Perform single colony streak outs of positive clones, and incubate over night at 30 degrees Celsius. Prepare an over night culture in 50 milliliters of LB with Ampicillin, and cultivate the cells at 200 RPM and 30 degrees Celsius. Dilute over night cultures 40 fold into 25 milliliters of LB with Ampicillin.
Grow the bacteria in the presence of 0.5%arabinose at 30 degrees Celsius and 200 RPM to an optical density at 600 nanometers, or OD 600 equal to 1.0, to induce HDEB protein expression. For the pH shift experiments, use LB with Ampicillin and arabinose to dilute the cells to an OD 600 of 0.5. Adjust to the respective pH values by adding appropriate volumes of five molar hydrochloric acid.
After the indicated time points, neutralize the cultures by addition of the appropriate volumes of five molar sodium hydroxide. Monitor the growth of the neutralized cultures and liquid culture for 12 hours at 30 degrees Celsius using OD measurements. To investigate the pH optimum of HdeB's chaperone activity in vitro, native MDH was diluted into pre-warmed buffer of the indicated pH in the presence, or absence, or HdeB.
Following 360 seconds of incubation, aggregation of MDH at 43 degrees Celsius was triggered through neutralization. In the presence of HdeB, the light scattering signal is significantly decreased upon neutralization from pH four, indicating that HdeB prevents the aggregation of MDH. Aggregation measurements are very sensitive to changes in temperature or buffer content.
To eliminate false positive results, the influence of chaperone storage buffer on client aggregation was investigated. The HdeB storage buffer had no effect on MDH aggregation. To investigate the effects of HdeB in vivo, pH dependent survival assays were conducted using the temperature sensitive RPOH deletion strain.

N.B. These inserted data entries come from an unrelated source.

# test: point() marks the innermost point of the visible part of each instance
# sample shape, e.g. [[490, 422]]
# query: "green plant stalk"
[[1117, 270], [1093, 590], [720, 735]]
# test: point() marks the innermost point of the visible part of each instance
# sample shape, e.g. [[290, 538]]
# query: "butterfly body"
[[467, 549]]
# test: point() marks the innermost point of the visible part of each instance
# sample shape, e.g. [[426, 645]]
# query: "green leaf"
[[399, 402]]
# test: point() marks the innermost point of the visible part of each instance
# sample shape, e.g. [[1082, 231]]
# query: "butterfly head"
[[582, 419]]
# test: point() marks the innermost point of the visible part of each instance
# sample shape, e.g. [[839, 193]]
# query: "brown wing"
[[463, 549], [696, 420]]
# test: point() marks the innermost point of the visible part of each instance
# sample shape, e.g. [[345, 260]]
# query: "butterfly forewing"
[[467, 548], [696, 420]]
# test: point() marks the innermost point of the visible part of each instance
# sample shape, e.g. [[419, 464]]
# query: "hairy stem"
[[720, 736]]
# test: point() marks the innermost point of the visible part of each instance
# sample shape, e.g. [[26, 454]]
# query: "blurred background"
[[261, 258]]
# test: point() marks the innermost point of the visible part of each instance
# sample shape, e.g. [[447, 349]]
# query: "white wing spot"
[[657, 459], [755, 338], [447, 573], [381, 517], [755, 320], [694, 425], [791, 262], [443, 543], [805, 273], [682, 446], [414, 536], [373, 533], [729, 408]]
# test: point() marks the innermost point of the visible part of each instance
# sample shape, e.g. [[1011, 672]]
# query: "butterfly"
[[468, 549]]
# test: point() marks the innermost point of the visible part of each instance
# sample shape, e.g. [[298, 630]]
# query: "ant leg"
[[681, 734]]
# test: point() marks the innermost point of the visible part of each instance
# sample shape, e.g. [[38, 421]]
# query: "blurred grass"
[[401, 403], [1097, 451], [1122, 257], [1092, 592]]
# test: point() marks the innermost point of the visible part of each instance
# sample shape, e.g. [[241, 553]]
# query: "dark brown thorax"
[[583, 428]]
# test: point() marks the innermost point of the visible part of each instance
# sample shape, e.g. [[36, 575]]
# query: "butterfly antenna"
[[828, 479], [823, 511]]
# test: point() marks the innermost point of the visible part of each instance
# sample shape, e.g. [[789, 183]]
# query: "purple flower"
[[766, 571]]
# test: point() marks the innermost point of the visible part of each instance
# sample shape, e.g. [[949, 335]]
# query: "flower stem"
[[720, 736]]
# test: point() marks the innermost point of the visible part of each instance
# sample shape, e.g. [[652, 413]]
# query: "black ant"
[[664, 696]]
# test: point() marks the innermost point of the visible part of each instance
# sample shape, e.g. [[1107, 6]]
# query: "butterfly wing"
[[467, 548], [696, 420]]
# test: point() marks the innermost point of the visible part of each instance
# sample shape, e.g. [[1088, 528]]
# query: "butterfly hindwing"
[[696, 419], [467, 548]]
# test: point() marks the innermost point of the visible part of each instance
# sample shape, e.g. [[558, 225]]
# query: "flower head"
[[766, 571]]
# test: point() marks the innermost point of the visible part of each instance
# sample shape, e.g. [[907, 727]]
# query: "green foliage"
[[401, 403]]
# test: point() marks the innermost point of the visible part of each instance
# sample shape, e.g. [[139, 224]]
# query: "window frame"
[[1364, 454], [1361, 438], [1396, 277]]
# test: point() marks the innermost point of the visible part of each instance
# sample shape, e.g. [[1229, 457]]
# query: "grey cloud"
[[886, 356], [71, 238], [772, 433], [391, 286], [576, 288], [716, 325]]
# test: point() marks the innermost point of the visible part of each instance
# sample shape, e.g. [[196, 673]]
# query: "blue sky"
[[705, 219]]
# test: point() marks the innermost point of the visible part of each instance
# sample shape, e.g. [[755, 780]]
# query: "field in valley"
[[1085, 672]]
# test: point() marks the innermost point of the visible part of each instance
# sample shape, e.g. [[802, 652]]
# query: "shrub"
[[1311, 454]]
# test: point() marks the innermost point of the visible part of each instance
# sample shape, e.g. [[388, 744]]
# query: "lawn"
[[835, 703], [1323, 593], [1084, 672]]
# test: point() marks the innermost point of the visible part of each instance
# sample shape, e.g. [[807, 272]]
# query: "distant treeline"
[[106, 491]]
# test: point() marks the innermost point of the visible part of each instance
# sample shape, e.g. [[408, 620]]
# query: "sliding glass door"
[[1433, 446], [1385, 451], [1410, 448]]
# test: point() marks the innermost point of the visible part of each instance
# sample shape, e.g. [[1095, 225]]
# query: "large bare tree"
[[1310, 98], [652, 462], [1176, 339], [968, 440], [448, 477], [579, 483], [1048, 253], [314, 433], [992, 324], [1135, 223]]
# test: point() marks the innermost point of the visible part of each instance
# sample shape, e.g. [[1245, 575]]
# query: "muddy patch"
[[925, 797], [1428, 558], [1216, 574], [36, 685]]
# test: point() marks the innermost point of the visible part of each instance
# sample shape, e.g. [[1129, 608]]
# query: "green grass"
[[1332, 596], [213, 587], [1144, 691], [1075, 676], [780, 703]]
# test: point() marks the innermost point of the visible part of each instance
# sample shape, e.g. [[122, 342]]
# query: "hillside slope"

This strain lacks most chaperones, and is therefore more susceptible to elevated temperature, low pH, or oxidated stress. Over expression of the HdeB under neutral pH conditions showed no effect on the growth rate of the strain, which grew comparably well to the control strain that harbors the empty vector, PBAD 18. In contrast, clear differences were found in their ability to resume growth upon pH three or pH four treatments, with the HdeB over expressing strain showing reproducibly improved recovery from low pH treatment as compared to the control strain.
Once mastered, the purification can be done in three days, the in vitro scattering assay in one day, and the in vivo survival assays in two days if it is performed properly. When you're doing these experiments, make sure that you consider your experimental design carefully, both in regards to the type of client proteins, their concentrations, and the buffer conditions that you use. The main advantage of this technique is that it helps to gain a more detailed understanding about the mechanism of chaperone activation and its effects in an in vivo context.
And don't forget that studying the pH optimum of an acid protective chaperone can quite challenging. This is because the aggregation behavior of the client protein that you use will likely also change with the pH. So therefore, make sure to choose buffer systems that are suitable for both the chaperone and the client protein.
Following this procedure, other methods like spin down assays by SCS page, can be performed in auto quantified chaperone mediated suppression of client aggregation.